We moved from Longsight to Coledale Drive in Langley when I was about 7 (1954ish) It took us several hours to find the house as the bus stopped a mile from where we were to live. It was late November, dark and deep snow. We eventually asked a gentleman passing by if he knew where it was. ‘Yes’, he said, ‘That’s where I live. He took us to his house, introduced us to his family, gave us tea and then showed us our new home. The Wrights became good friends throughout the next 14 years. As kids, we used to play cricket in the street using a street light standard as a wicket. We had fields to roam around and a stream in which to catch sticklebacks and frogs. I started out at St Mary’s catholic school, joined the church choir. As there was no secondary school in Langley, for 2 years we were bussed to St Patrick’s Boys School in Sudell Street, Manchester. When Bishop Marshall Memorial School was built, I went there and became the school’s first Head Boy. I joined the North Manchester Cathedral Choir (Salford) and started playing and singing around the pubs in Bury, Middleton (Ring O’ Bells) Whitefield, MSG in Manchester and even ventured over the border to Todmorden. I was working as an apprentice precision engineer in Middleton.
Around 1968 we did a house swap and moved to Stevenage and lost touch.
The old houses have been demolished.

Around 1974:
Number 1 The Wrights (Stan and Sheila)
Number 2 ?????
Number 3 The Theakers (Vera and son Frankie, always in trouble)
Number 4 The Stanhopes (Ralph)
Number 5 The Graves (Gladys)
Number 6 The Reids (Betty, George, Albert and Violet)
Number 7 The Cunninghams (John, Gwen, Peter and Anita)
Number 8 ??? (Vera)
Number 9 The Robinsons
Number 10 ???


Most of the women worked part time at the Crumpsall Biscuit Factory, so we had loads of broken biscuits. All the women were ‘Aunty’ The women who were not working took in the kids of those who were after school. Aunty Betty used to have sterilised milk in the tea which I hated and preferred to have my tea black which I do to this day.


There were three cinemas in Middleton with Saturday Pictures at The Victoria at the bottom of Wood Street. I had my first pint of Wilson’s Bitter at the Woodman’s on Wood Street with my mate Harold Rothwell.

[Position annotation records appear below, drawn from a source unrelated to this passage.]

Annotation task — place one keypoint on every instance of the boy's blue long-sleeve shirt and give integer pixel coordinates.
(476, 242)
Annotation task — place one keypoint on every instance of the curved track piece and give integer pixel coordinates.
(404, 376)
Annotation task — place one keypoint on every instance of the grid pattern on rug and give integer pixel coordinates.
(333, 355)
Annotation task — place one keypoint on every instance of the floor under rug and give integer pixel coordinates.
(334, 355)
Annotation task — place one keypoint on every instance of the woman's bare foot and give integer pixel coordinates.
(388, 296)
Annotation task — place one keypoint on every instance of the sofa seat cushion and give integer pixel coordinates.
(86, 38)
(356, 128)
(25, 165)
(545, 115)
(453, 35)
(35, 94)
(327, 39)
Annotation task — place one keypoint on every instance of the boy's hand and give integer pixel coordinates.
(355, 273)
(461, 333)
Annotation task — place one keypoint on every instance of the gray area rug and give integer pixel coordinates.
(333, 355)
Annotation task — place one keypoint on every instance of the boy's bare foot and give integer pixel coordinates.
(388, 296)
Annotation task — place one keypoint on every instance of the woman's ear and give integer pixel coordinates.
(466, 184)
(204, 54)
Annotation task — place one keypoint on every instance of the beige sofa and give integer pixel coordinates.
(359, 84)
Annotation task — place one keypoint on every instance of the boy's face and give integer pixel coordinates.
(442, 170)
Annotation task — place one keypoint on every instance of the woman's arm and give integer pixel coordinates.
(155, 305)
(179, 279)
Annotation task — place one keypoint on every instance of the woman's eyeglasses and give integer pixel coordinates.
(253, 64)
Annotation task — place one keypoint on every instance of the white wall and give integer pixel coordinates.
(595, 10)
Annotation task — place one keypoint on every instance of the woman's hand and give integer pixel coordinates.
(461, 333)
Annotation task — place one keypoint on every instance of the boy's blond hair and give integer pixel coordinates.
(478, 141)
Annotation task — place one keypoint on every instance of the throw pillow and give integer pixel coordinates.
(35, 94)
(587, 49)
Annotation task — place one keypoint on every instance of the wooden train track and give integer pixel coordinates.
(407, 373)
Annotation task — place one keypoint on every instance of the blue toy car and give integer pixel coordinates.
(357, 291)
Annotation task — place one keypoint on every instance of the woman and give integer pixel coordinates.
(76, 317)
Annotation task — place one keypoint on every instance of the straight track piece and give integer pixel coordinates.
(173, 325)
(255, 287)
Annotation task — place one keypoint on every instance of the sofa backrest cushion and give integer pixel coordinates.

The posh pictures was at The Essoldo in Blakely.


Sundays were walking in Bow Lee or, if we were lucky, a day out in Heaton Park with a visit to the zoo. My parents were mad about speedway and followed Peter Craven at Belle View.


Manchester Corporation Transport Department used to have an employees Christmas Visit to the pantomime at the Hippodrome at Ardwick Green with a party afterwards, As my father worked for MCTD, I went to several. They were very noisy affairs.


There were several mobile shops around, The Co-op and a vegetable van who used to announce his arrival by shouting, very loudly, ‘Heyup Wilfred, ripe bananas’, Rag and bone man and Mr Softee ice cream often came to interrupt our game of cricket.